Use this feature to connect related AI decisions across agents and services under a single workflow context.

What Engineers Use It For

  • Link agent steps without custom correlation plumbing
  • Preserve workflow context across service boundaries
  • Query full execution chains during replay and incident response
  • Keep OpenTelemetry-compatible trace propagation

Basic Usage

from briefcase_ai import briefcase_workflow

with briefcase_workflow("prior_authorization", client) as workflow:
# Agent 1
result1 = intake_agent.process(claim)

# Agent 2 - automatically linked
result2 = clinical_agent.process(result1)

# Agent 3 - automatically linked
decision = decision_agent.process(result2)

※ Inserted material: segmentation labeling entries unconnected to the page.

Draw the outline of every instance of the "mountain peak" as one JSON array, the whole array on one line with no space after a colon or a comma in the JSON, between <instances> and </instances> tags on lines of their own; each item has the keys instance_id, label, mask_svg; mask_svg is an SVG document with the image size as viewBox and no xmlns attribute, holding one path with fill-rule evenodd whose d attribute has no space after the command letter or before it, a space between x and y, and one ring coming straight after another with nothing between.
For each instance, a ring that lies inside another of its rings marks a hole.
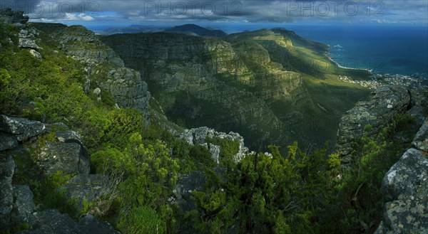
<instances>
[{"instance_id":1,"label":"mountain peak","mask_svg":"<svg viewBox=\"0 0 428 234\"><path fill-rule=\"evenodd\" d=\"M208 29L193 23L188 23L174 26L173 28L165 29L165 31L198 36L215 36L224 38L228 36L228 33L221 30Z\"/></svg>"}]
</instances>

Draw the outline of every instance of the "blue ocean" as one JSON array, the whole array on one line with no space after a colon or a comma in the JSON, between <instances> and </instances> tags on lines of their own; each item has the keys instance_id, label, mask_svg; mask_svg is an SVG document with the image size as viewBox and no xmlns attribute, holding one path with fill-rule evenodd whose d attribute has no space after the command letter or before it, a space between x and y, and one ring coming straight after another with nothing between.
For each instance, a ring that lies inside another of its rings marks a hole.
<instances>
[{"instance_id":1,"label":"blue ocean","mask_svg":"<svg viewBox=\"0 0 428 234\"><path fill-rule=\"evenodd\" d=\"M290 26L298 35L330 46L340 65L377 74L428 77L428 26Z\"/></svg>"}]
</instances>

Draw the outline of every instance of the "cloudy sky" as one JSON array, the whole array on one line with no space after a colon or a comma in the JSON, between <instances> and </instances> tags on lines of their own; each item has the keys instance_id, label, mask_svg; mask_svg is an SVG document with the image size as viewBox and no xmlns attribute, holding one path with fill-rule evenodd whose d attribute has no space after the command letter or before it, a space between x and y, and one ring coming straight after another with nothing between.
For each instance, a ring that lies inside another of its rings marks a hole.
<instances>
[{"instance_id":1,"label":"cloudy sky","mask_svg":"<svg viewBox=\"0 0 428 234\"><path fill-rule=\"evenodd\" d=\"M0 0L31 21L94 26L138 25L428 25L428 1Z\"/></svg>"}]
</instances>

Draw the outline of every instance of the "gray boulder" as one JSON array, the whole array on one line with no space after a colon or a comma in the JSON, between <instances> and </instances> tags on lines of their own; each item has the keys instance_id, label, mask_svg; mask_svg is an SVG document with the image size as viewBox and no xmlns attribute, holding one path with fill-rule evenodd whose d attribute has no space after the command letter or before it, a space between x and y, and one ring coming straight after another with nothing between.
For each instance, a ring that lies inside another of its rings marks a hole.
<instances>
[{"instance_id":1,"label":"gray boulder","mask_svg":"<svg viewBox=\"0 0 428 234\"><path fill-rule=\"evenodd\" d=\"M428 147L425 121L410 148L382 180L383 220L374 233L428 233Z\"/></svg>"},{"instance_id":2,"label":"gray boulder","mask_svg":"<svg viewBox=\"0 0 428 234\"><path fill-rule=\"evenodd\" d=\"M68 199L77 198L78 210L81 211L84 200L90 203L103 194L110 193L113 188L109 187L110 184L108 178L106 175L80 174L68 180L60 187L60 189L63 189Z\"/></svg>"},{"instance_id":3,"label":"gray boulder","mask_svg":"<svg viewBox=\"0 0 428 234\"><path fill-rule=\"evenodd\" d=\"M10 8L0 9L0 21L6 23L26 23L29 16L24 16L24 11L13 11Z\"/></svg>"},{"instance_id":4,"label":"gray boulder","mask_svg":"<svg viewBox=\"0 0 428 234\"><path fill-rule=\"evenodd\" d=\"M416 134L412 144L414 148L424 151L425 154L428 152L428 117L425 119L422 127Z\"/></svg>"},{"instance_id":5,"label":"gray boulder","mask_svg":"<svg viewBox=\"0 0 428 234\"><path fill-rule=\"evenodd\" d=\"M365 127L370 124L372 132L379 132L385 121L391 120L410 105L409 91L402 86L382 86L367 101L359 102L340 119L336 149L342 163L351 161L351 143L364 134Z\"/></svg>"},{"instance_id":6,"label":"gray boulder","mask_svg":"<svg viewBox=\"0 0 428 234\"><path fill-rule=\"evenodd\" d=\"M238 141L239 142L239 150L235 155L234 161L240 161L246 154L248 153L248 148L245 147L244 144L244 138L239 134L233 132L226 134L225 132L216 132L213 129L207 127L201 127L190 129L185 129L184 132L179 135L179 137L185 140L190 144L203 145L211 152L213 159L219 163L218 155L220 154L219 146L207 142L208 138L220 138L225 139L230 141Z\"/></svg>"},{"instance_id":7,"label":"gray boulder","mask_svg":"<svg viewBox=\"0 0 428 234\"><path fill-rule=\"evenodd\" d=\"M12 156L0 156L0 229L9 226L14 203L12 176L15 162Z\"/></svg>"},{"instance_id":8,"label":"gray boulder","mask_svg":"<svg viewBox=\"0 0 428 234\"><path fill-rule=\"evenodd\" d=\"M36 163L45 175L57 171L63 174L89 174L89 158L78 143L46 142L38 155Z\"/></svg>"},{"instance_id":9,"label":"gray boulder","mask_svg":"<svg viewBox=\"0 0 428 234\"><path fill-rule=\"evenodd\" d=\"M36 212L30 220L34 228L21 231L22 234L58 233L58 234L93 234L119 233L106 222L99 221L92 216L87 216L76 223L68 214L61 214L58 210Z\"/></svg>"},{"instance_id":10,"label":"gray boulder","mask_svg":"<svg viewBox=\"0 0 428 234\"><path fill-rule=\"evenodd\" d=\"M14 135L19 142L37 136L45 129L45 125L39 121L0 115L0 132Z\"/></svg>"},{"instance_id":11,"label":"gray boulder","mask_svg":"<svg viewBox=\"0 0 428 234\"><path fill-rule=\"evenodd\" d=\"M17 146L16 137L0 133L0 151L13 149Z\"/></svg>"},{"instance_id":12,"label":"gray boulder","mask_svg":"<svg viewBox=\"0 0 428 234\"><path fill-rule=\"evenodd\" d=\"M14 223L21 224L29 222L33 212L36 210L36 206L33 202L34 197L28 185L14 186L14 203L11 213Z\"/></svg>"}]
</instances>

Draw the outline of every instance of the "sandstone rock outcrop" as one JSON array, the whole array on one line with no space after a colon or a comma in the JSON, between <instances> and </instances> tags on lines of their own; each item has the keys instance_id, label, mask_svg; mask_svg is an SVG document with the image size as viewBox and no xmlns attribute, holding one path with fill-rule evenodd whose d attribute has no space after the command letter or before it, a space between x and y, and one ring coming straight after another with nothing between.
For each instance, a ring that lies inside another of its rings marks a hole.
<instances>
[{"instance_id":1,"label":"sandstone rock outcrop","mask_svg":"<svg viewBox=\"0 0 428 234\"><path fill-rule=\"evenodd\" d=\"M379 132L382 124L410 105L409 90L402 86L382 86L372 93L367 101L359 102L341 118L337 132L337 150L342 162L350 162L351 142L363 136L365 127Z\"/></svg>"},{"instance_id":2,"label":"sandstone rock outcrop","mask_svg":"<svg viewBox=\"0 0 428 234\"><path fill-rule=\"evenodd\" d=\"M217 164L219 164L219 154L221 149L220 146L207 142L208 139L219 138L230 141L237 141L239 143L239 149L234 156L233 160L235 162L240 161L245 154L248 153L248 148L244 144L244 139L239 134L233 132L228 134L224 132L215 132L207 127L201 127L191 129L185 129L183 133L180 134L180 138L185 139L188 144L203 145L211 152L213 159Z\"/></svg>"},{"instance_id":3,"label":"sandstone rock outcrop","mask_svg":"<svg viewBox=\"0 0 428 234\"><path fill-rule=\"evenodd\" d=\"M18 156L20 164L23 160L34 160L39 168L29 169L36 170L37 174L49 176L61 173L73 176L58 189L63 189L66 198L77 199L81 209L83 200L91 202L108 193L108 179L89 174L88 151L76 132L61 123L45 124L1 115L0 137L13 142L12 144L0 144L0 230L11 230L25 223L31 230L21 233L118 233L108 223L91 216L76 223L68 214L61 214L57 210L41 211L34 205L28 185L14 184L14 176L24 174L29 176L30 173L23 171L15 162L14 157ZM39 153L30 157L31 151Z\"/></svg>"},{"instance_id":4,"label":"sandstone rock outcrop","mask_svg":"<svg viewBox=\"0 0 428 234\"><path fill-rule=\"evenodd\" d=\"M24 16L24 11L13 11L10 8L0 9L0 21L6 23L26 23L29 18Z\"/></svg>"},{"instance_id":5,"label":"sandstone rock outcrop","mask_svg":"<svg viewBox=\"0 0 428 234\"><path fill-rule=\"evenodd\" d=\"M151 94L140 73L123 66L123 61L92 31L81 26L32 23L48 34L67 55L85 64L88 85L95 84L110 92L121 107L142 111L148 124ZM101 99L102 97L100 97Z\"/></svg>"},{"instance_id":6,"label":"sandstone rock outcrop","mask_svg":"<svg viewBox=\"0 0 428 234\"><path fill-rule=\"evenodd\" d=\"M383 220L374 233L428 233L428 117L382 180Z\"/></svg>"},{"instance_id":7,"label":"sandstone rock outcrop","mask_svg":"<svg viewBox=\"0 0 428 234\"><path fill-rule=\"evenodd\" d=\"M252 147L288 139L269 105L305 92L302 78L272 63L261 46L164 33L101 40L158 90L154 96L173 121L240 132Z\"/></svg>"}]
</instances>

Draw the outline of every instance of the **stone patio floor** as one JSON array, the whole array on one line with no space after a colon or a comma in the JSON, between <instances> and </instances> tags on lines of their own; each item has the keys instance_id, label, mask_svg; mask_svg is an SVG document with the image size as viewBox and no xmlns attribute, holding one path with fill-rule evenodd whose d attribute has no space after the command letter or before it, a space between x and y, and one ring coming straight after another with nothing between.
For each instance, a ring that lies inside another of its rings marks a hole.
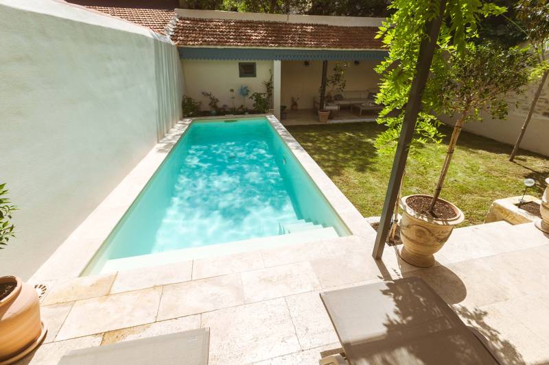
<instances>
[{"instance_id":1,"label":"stone patio floor","mask_svg":"<svg viewBox=\"0 0 549 365\"><path fill-rule=\"evenodd\" d=\"M210 364L316 364L320 351L340 347L320 291L410 275L510 363L548 363L549 236L531 223L457 229L437 264L419 269L394 247L376 262L371 232L54 283L42 303L47 338L17 364L209 327Z\"/></svg>"}]
</instances>

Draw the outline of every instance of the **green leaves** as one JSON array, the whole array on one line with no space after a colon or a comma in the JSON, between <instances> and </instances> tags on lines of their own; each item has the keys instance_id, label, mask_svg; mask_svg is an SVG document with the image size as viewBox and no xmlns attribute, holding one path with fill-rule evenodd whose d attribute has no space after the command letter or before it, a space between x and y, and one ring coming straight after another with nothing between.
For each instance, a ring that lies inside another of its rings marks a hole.
<instances>
[{"instance_id":1,"label":"green leaves","mask_svg":"<svg viewBox=\"0 0 549 365\"><path fill-rule=\"evenodd\" d=\"M436 0L395 0L390 5L395 12L379 27L377 36L382 37L388 50L388 56L375 68L382 75L376 101L384 105L377 122L389 129L376 142L382 151L393 149L398 138L395 131L399 131L404 120L419 44L427 36L427 25L437 15L439 3ZM467 121L478 119L480 110L484 108L494 116L506 114L500 95L520 92L531 64L528 56L518 49L506 51L473 42L478 38L477 25L481 18L505 11L504 7L480 0L448 0L410 151L423 142L440 142L440 122L434 116L439 114L467 113Z\"/></svg>"},{"instance_id":2,"label":"green leaves","mask_svg":"<svg viewBox=\"0 0 549 365\"><path fill-rule=\"evenodd\" d=\"M0 249L8 244L10 238L15 237L14 227L10 220L12 218L12 212L17 208L11 205L9 199L3 197L8 192L5 184L0 184Z\"/></svg>"}]
</instances>

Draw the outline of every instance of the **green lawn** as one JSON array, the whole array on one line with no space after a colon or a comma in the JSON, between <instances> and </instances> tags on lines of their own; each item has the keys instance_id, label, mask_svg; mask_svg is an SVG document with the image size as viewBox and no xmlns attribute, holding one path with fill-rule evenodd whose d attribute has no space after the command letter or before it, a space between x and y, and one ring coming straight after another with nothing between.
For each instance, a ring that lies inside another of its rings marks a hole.
<instances>
[{"instance_id":1,"label":"green lawn","mask_svg":"<svg viewBox=\"0 0 549 365\"><path fill-rule=\"evenodd\" d=\"M383 127L375 123L288 127L288 129L364 216L381 214L393 156L378 155L373 145ZM445 127L449 136L452 131ZM528 133L528 132L527 132ZM404 193L432 194L444 160L447 139L429 144L409 158ZM519 195L523 181L536 186L529 194L541 197L549 176L549 159L521 151L508 161L511 147L462 132L441 197L465 214L462 225L482 223L492 201Z\"/></svg>"}]
</instances>

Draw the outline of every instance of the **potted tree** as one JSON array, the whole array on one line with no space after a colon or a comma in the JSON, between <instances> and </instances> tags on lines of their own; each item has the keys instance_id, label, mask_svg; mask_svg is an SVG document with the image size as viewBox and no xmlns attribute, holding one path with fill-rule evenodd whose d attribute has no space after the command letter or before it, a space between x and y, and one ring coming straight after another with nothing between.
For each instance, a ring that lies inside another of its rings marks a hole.
<instances>
[{"instance_id":1,"label":"potted tree","mask_svg":"<svg viewBox=\"0 0 549 365\"><path fill-rule=\"evenodd\" d=\"M481 121L482 111L489 112L493 118L505 118L506 94L522 92L532 64L532 58L524 49L489 43L469 42L461 51L448 47L445 53L445 55L434 60L435 72L428 81L422 101L424 110L457 116L446 156L432 195L409 195L399 201L403 211L400 234L404 243L399 253L407 262L421 267L434 264L433 254L442 248L454 227L465 218L455 205L439 197L463 125ZM391 89L386 88L378 100L388 101L386 105L394 107L395 99L387 97ZM428 138L440 140L436 131L440 125L438 119L425 111L420 113L420 119L416 129L420 137L417 142ZM397 131L401 125L398 118L382 121L389 127L382 139L398 136Z\"/></svg>"},{"instance_id":2,"label":"potted tree","mask_svg":"<svg viewBox=\"0 0 549 365\"><path fill-rule=\"evenodd\" d=\"M273 114L274 114L274 109L272 108L272 90L274 87L272 82L272 71L269 70L269 73L270 74L269 79L263 81L262 84L263 86L265 86L265 95L268 103L268 109L267 110L267 113Z\"/></svg>"},{"instance_id":3,"label":"potted tree","mask_svg":"<svg viewBox=\"0 0 549 365\"><path fill-rule=\"evenodd\" d=\"M432 196L414 194L400 200L403 210L401 257L412 264L428 267L456 225L463 221L461 210L439 198L463 125L482 119L482 111L492 118L507 114L506 94L521 92L528 79L532 58L524 50L505 49L487 43L469 44L463 54L451 52L437 84L441 110L458 114L446 156Z\"/></svg>"},{"instance_id":4,"label":"potted tree","mask_svg":"<svg viewBox=\"0 0 549 365\"><path fill-rule=\"evenodd\" d=\"M539 205L539 212L541 220L536 222L536 227L546 234L549 234L549 177L545 179L547 185L541 197L541 204Z\"/></svg>"},{"instance_id":5,"label":"potted tree","mask_svg":"<svg viewBox=\"0 0 549 365\"><path fill-rule=\"evenodd\" d=\"M292 104L290 105L290 109L292 109L292 110L297 110L297 107L298 107L297 101L299 100L299 98L292 97L290 99L290 101L292 101Z\"/></svg>"},{"instance_id":6,"label":"potted tree","mask_svg":"<svg viewBox=\"0 0 549 365\"><path fill-rule=\"evenodd\" d=\"M0 248L14 236L10 223L16 207L0 184ZM11 364L34 350L46 334L36 290L16 276L0 277L0 363Z\"/></svg>"},{"instance_id":7,"label":"potted tree","mask_svg":"<svg viewBox=\"0 0 549 365\"><path fill-rule=\"evenodd\" d=\"M208 105L210 107L210 115L212 116L218 115L220 111L219 105L218 105L219 99L214 97L212 92L202 91L202 95L210 100L209 103L208 103Z\"/></svg>"},{"instance_id":8,"label":"potted tree","mask_svg":"<svg viewBox=\"0 0 549 365\"><path fill-rule=\"evenodd\" d=\"M246 85L242 85L240 88L238 89L238 94L242 97L242 99L244 100L244 103L241 105L243 108L244 113L243 114L248 114L248 110L246 108L246 99L248 98L248 96L250 95L250 89Z\"/></svg>"},{"instance_id":9,"label":"potted tree","mask_svg":"<svg viewBox=\"0 0 549 365\"><path fill-rule=\"evenodd\" d=\"M283 121L286 119L288 114L288 112L286 112L287 108L288 107L286 105L280 105L280 118Z\"/></svg>"},{"instance_id":10,"label":"potted tree","mask_svg":"<svg viewBox=\"0 0 549 365\"><path fill-rule=\"evenodd\" d=\"M330 110L328 110L326 105L327 102L332 101L332 93L335 91L342 92L345 90L347 81L345 80L345 69L339 64L336 64L334 66L333 73L326 77L325 81L323 81L320 87L318 88L318 93L320 95L320 103L324 105L318 105L318 121L320 123L328 123L328 118L329 118ZM329 89L326 90L327 87ZM325 97L323 97L323 95ZM292 97L293 103L293 97ZM296 104L297 101L296 101ZM297 105L296 105L296 108Z\"/></svg>"}]
</instances>

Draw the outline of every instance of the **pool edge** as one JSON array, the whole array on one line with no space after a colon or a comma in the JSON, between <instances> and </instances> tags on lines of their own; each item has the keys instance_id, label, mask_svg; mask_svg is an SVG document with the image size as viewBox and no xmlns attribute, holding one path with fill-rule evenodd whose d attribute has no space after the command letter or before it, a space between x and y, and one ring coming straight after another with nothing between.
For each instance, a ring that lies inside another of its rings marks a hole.
<instances>
[{"instance_id":1,"label":"pool edge","mask_svg":"<svg viewBox=\"0 0 549 365\"><path fill-rule=\"evenodd\" d=\"M246 114L231 118L265 117L288 145L305 172L350 231L351 236L371 236L375 231L281 122L272 114ZM80 276L105 240L124 216L193 121L220 117L185 118L178 121L86 218L40 266L30 282L53 281Z\"/></svg>"}]
</instances>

# Trace view: Intake -> Clinical -> Decision

Cross-Service Propagation

from briefcase_ai.correlation import inject_trace_context, extract_trace_context

# Service A: Inject context into outbound headers
with briefcase_workflow("distributed_workflow", client):
headers = inject_trace_context()
requests.post(url, headers=headers)

# Service B: Extract context from inbound headers
@app.post("/process")
def process(request):
extract_trace_context(request.headers)
result = agent.process(request.json)

Captured Metadata

Workflow context captures:

  • workflow.id - unique workflow identifier
  • workflow.name - workflow name
  • workflow.agent_chain - ordered agent execution sequence
  • workflow.agent_count - number of agent steps
  • trace.id - distributed trace identifier

API Reference

See Semantic Conventions for correlation attribute definitions and Server API for endpoint reference.

Migration Note

briefcase remains available as a compatibility alias in 2.1.30. Use briefcase_ai imports for all new code. Alias removal is planned for 2.1.31.